La premier spinge per un'area di libero scambio, fra chi si oppone nel suo governo e lo scetticismo dell’Unione Europea

In un documento lungo tre pagine, il governo guidato dalla premier Theresa May ha messo nero su bianco quella che, dopo oltre due anni dal referendum, dovrebbe essere una posizione unica su cosa chiedere all’Unione europea nelle trattative di divorzio. Trattativa alla quale, per più di due anni, Londra non è stata in grado di presentarsi con una voce unica e chiara su cosa intende chiedere per il post-Brexit.

C’è quindi attesa per il “libro bianco” di circa cento pagine che verrà presto reso noto per comprenderne i dettagli e capire se l’Unione ne possa accettare le richieste. Theresa May ha ottenuto l’appoggio, quantomeno apparente, della sua squadra di governo.

Il documento ha provocato le dimissioni del segretario di stato britannico con delega alla Brexit, David Davis, che giudica la linea di May troppo morbida.

Di seguito abbiamo riassunto i punti principali del testo.
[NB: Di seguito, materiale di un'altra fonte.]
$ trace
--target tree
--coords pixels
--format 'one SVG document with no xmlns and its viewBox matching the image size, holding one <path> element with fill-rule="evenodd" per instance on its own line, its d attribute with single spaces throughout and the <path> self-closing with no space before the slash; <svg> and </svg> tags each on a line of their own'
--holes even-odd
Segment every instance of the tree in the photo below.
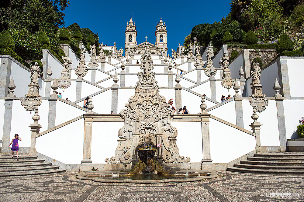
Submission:
<svg viewBox="0 0 304 202">
<path fill-rule="evenodd" d="M 12 28 L 32 33 L 39 30 L 41 22 L 57 26 L 64 24 L 62 12 L 70 0 L 3 0 L 0 7 L 0 31 Z"/>
</svg>

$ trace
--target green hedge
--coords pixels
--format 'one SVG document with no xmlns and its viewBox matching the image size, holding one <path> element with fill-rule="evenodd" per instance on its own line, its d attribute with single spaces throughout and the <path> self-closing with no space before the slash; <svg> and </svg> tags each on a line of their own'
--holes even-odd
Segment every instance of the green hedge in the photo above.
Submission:
<svg viewBox="0 0 304 202">
<path fill-rule="evenodd" d="M 15 50 L 15 44 L 12 36 L 9 33 L 5 31 L 0 33 L 0 48 L 7 47 L 10 48 L 13 51 Z"/>
<path fill-rule="evenodd" d="M 8 30 L 15 44 L 15 52 L 26 60 L 42 58 L 41 45 L 38 38 L 32 33 L 20 29 Z"/>
<path fill-rule="evenodd" d="M 240 54 L 237 51 L 234 50 L 231 52 L 231 55 L 230 55 L 230 61 L 232 61 L 233 59 L 237 57 L 237 56 Z"/>
<path fill-rule="evenodd" d="M 303 52 L 300 51 L 284 51 L 280 55 L 280 56 L 303 56 Z"/>
<path fill-rule="evenodd" d="M 261 49 L 261 50 L 275 49 L 276 44 L 251 44 L 245 47 L 244 49 Z"/>
<path fill-rule="evenodd" d="M 252 31 L 249 31 L 245 35 L 244 42 L 246 44 L 253 44 L 257 41 L 257 38 L 255 33 Z"/>
<path fill-rule="evenodd" d="M 291 51 L 294 48 L 290 38 L 286 34 L 282 34 L 280 36 L 277 44 L 275 50 L 279 53 L 284 51 Z"/>
<path fill-rule="evenodd" d="M 38 37 L 38 39 L 42 45 L 46 44 L 50 45 L 50 41 L 47 36 L 47 34 L 44 32 L 41 32 Z"/>
<path fill-rule="evenodd" d="M 228 42 L 230 42 L 233 41 L 233 37 L 232 35 L 229 31 L 227 31 L 224 34 L 224 36 L 223 37 L 223 39 L 222 41 L 223 44 L 227 44 Z"/>
<path fill-rule="evenodd" d="M 29 66 L 28 66 L 28 64 L 23 59 L 17 55 L 9 47 L 0 48 L 0 55 L 9 55 L 23 65 L 28 67 Z"/>
<path fill-rule="evenodd" d="M 263 65 L 263 62 L 259 58 L 255 58 L 252 61 L 252 63 L 251 64 L 251 65 L 254 62 L 258 62 L 260 64 L 260 67 L 262 67 Z"/>
<path fill-rule="evenodd" d="M 53 50 L 52 50 L 50 47 L 47 44 L 43 44 L 42 45 L 42 48 L 43 49 L 47 49 L 50 51 L 50 52 L 51 52 L 53 55 L 56 58 L 57 58 L 58 60 L 60 61 L 60 62 L 62 63 L 63 63 L 63 60 L 62 59 L 62 58 L 61 58 L 58 55 L 56 54 L 55 52 L 54 52 Z M 61 50 L 60 49 L 60 50 Z"/>
</svg>

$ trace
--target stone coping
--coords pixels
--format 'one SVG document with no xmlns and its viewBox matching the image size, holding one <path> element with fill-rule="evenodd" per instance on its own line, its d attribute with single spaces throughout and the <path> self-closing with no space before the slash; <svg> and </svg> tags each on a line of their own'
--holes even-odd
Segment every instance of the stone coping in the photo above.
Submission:
<svg viewBox="0 0 304 202">
<path fill-rule="evenodd" d="M 217 172 L 211 170 L 196 170 L 193 171 L 172 171 L 168 172 L 169 175 L 184 175 L 185 176 L 189 175 L 197 175 L 195 177 L 188 179 L 173 178 L 164 179 L 163 180 L 139 180 L 126 179 L 122 180 L 107 180 L 99 178 L 97 176 L 117 176 L 119 175 L 130 175 L 131 173 L 126 172 L 119 172 L 118 171 L 87 171 L 78 173 L 76 174 L 76 178 L 79 180 L 92 180 L 95 182 L 106 183 L 120 183 L 126 182 L 127 183 L 137 183 L 140 184 L 151 184 L 154 183 L 166 183 L 168 182 L 194 182 L 195 181 L 202 180 L 205 179 L 209 179 L 217 177 L 219 176 L 219 174 Z M 90 175 L 93 177 L 90 177 Z M 204 176 L 200 176 L 200 175 L 206 175 Z M 88 176 L 89 177 L 88 177 Z"/>
<path fill-rule="evenodd" d="M 304 138 L 297 138 L 294 139 L 287 139 L 288 142 L 291 141 L 304 141 Z"/>
</svg>

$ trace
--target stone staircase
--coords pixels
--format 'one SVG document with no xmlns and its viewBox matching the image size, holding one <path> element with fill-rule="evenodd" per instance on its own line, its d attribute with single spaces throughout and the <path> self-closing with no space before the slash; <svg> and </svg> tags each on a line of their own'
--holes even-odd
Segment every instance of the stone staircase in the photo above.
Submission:
<svg viewBox="0 0 304 202">
<path fill-rule="evenodd" d="M 304 174 L 304 153 L 255 154 L 227 170 L 249 173 Z"/>
<path fill-rule="evenodd" d="M 37 156 L 30 156 L 29 153 L 21 154 L 18 161 L 16 152 L 13 158 L 11 156 L 11 154 L 0 154 L 0 178 L 55 174 L 67 170 L 59 169 L 59 166 L 52 165 L 51 163 L 44 162 L 44 159 L 37 159 Z"/>
</svg>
L’equilibrio fra le diverse visioni post-Brexit e la minaccia di rimuovere i dissidenti

Nel documento May punta a tenere a bada il partito conservatore da imboscate sulla sua leadership, e con un occhio rivolto a Bruxelles, che in più di un’occasione non ha mancato di far capire che la pazienza al riguardo stia per finire.

La premier è stata chiarissima, minacciando che potrebbe d’ora in poi allontanare dal governo chi ostacoli il piano. Il ministro degli esteri Boris Johnson è avvisato.

Quello che dovrebbe venir fuori, è un modello molto simile a quello della Norvegia, anche se in maniera annacquata,  paese fuori dall’Ue ma dentro all’Area Economica Europea.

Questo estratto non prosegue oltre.